Ce dénombrement ne parviendra pas à comptabiliser le nombre réel de personnes qui sont à la rue. L’itinérance n’est pas toujours visible. Elle peut être transitoire, épisodique et surtout, cachée. Comment comptabiliser toutes les personnes sans domicile fixe, celles qui ont été expulsées de leur logement, celles qui couchent dans leur voiture, sous un balcon, qui dorment sur le divan d’un ami, ou cohabitent en grand nombre dans un petit appartement, etc. ? Comment prendre en compte les femmes en situation d’itinérance cachée, et qui par le fait même, sont invisibles ? Il faut souligner la limite méthodologique du dénombrement afin de ne pas oublier la réalité de ces personnes qui subissent déjà, socialement, un déni d’existence.
Les groupes sont également inquiets de la potentielle utilisation des données recueillies. À quoi serviront ces chiffres ? Comment seront-ils utilisés ? De nouveaux services seront-ils développés ? Interviendrons-nous désormais uniquement sur ce qui est visible, ce qui dérange dans l’espace public ? Comment le financement sera-t-il octroyé ? Certaines ressources seront-elles fermées sur la base de ces chiffres ? Les groupes de femmes espèrent que la Ville tiendra compte, au-delà des chiffres, des multiples visages, trajectoires et réalités des personnes en situation d’itinérance.
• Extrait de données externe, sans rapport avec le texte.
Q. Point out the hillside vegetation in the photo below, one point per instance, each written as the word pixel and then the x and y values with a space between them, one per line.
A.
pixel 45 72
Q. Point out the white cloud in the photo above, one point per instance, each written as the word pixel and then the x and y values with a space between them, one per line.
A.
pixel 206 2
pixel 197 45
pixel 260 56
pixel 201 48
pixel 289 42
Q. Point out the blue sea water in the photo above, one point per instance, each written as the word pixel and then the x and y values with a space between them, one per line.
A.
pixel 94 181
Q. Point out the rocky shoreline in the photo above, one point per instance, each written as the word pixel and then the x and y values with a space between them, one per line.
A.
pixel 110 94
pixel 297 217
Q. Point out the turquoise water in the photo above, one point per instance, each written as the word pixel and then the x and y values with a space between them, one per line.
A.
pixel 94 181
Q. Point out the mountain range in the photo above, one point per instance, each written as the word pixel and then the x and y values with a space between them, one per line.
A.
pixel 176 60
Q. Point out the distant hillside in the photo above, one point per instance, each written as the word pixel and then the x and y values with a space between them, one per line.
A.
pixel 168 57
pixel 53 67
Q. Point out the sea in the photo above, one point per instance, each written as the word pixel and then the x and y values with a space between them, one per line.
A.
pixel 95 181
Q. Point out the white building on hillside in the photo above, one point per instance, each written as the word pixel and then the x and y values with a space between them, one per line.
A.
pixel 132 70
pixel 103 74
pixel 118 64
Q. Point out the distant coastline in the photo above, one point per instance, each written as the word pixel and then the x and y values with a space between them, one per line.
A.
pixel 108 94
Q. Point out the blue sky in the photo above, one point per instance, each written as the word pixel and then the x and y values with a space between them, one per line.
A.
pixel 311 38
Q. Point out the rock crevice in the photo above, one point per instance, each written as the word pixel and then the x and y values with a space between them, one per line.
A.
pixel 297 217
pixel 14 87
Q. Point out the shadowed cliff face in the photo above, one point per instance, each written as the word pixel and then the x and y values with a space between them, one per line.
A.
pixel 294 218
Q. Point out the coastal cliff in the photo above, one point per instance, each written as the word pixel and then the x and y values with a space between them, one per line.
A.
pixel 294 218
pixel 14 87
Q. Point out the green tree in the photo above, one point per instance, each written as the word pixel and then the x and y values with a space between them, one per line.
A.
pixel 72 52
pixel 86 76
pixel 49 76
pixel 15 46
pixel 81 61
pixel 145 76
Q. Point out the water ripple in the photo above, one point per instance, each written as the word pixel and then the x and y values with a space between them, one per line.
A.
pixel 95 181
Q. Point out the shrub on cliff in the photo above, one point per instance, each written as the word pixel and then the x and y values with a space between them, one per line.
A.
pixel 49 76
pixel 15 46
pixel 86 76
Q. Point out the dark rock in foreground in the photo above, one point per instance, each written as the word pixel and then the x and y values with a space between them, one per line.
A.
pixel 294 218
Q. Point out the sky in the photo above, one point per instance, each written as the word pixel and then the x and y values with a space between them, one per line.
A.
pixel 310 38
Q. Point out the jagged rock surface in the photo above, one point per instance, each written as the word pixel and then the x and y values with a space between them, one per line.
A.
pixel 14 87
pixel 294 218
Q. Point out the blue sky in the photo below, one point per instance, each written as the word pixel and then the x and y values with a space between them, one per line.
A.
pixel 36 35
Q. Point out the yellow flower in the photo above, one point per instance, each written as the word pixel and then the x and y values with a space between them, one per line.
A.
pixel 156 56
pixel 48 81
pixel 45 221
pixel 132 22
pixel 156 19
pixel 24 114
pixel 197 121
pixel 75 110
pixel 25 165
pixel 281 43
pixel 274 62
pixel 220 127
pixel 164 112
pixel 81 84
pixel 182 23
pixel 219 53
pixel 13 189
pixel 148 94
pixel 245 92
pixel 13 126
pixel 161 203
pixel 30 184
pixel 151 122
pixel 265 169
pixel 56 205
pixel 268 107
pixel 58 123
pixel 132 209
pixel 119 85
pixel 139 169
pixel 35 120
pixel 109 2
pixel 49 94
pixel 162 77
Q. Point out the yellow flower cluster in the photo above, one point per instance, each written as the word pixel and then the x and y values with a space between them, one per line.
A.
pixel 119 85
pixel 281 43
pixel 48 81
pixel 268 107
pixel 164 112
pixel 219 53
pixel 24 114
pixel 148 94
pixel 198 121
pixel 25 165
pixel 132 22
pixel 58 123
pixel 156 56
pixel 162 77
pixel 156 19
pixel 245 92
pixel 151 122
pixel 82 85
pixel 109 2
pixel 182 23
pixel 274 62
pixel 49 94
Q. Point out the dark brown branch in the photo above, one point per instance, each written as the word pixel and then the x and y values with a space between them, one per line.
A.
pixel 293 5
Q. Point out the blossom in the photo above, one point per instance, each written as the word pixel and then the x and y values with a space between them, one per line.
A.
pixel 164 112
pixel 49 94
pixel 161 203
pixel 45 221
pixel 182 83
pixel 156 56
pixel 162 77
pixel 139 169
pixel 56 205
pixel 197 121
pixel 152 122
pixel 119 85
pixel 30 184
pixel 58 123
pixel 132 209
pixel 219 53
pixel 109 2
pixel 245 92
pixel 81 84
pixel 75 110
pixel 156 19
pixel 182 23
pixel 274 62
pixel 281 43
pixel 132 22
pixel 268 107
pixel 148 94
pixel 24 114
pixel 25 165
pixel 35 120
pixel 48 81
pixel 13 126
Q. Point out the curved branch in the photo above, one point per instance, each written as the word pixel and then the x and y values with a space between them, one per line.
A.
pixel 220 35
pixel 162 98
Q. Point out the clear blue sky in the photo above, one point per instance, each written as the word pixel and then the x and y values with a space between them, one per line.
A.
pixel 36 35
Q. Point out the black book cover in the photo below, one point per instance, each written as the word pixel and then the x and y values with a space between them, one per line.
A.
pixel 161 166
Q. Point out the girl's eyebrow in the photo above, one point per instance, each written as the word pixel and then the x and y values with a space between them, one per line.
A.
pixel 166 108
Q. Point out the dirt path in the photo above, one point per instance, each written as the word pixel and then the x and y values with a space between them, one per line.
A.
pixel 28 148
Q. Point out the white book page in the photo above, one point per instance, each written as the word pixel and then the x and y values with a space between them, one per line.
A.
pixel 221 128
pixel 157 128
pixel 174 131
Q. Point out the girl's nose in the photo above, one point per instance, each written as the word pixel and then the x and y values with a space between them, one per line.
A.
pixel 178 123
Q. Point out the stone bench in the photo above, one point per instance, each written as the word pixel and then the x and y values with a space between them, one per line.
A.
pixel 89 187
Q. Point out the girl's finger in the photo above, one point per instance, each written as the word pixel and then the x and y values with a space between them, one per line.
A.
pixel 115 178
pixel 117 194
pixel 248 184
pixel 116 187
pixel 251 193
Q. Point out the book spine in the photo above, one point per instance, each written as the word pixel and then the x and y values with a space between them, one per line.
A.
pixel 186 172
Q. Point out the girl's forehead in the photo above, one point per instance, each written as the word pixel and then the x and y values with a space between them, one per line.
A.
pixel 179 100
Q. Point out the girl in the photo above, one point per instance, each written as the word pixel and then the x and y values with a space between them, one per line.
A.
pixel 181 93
De plus, elles insistent sur le fait que, pour toutes actions ou initiatives mises en place sur la base de ces chiffres, la Ville devra prendre le temps de faire une analyse différenciée selon les sexes (ADS), ainsi qu’une analyse intersectionnelle, afin de tenir compte de la spécificité de l’itinérance au féminin.
L’itinérance peut être enrayée s’il y a une réelle volonté politique d’en découdre. Mentionnons que différents types de ressources d’hébergement existent déjà, sont nés du milieu et répondent à des besoins réels : les maisons d’hébergement et les différents centres de jour sont à bout de souffle. Il faut leur accorder un financement adéquat, indexé et récurrent ; à la hauteur du travail réalisé. Nous encourageons vivement la ville de Montréal à faire appel à ses partenaires naturels : notamment les groupes de femmes montréalais, les ressources d’hébergement existantes et le Réseau d’aide aux personnes seules et itinérantes de Montréal (RAPSIM), afin de développer des politiques et services répondant aux besoins de nos concitoyennes et concitoyens sans domicile fixe.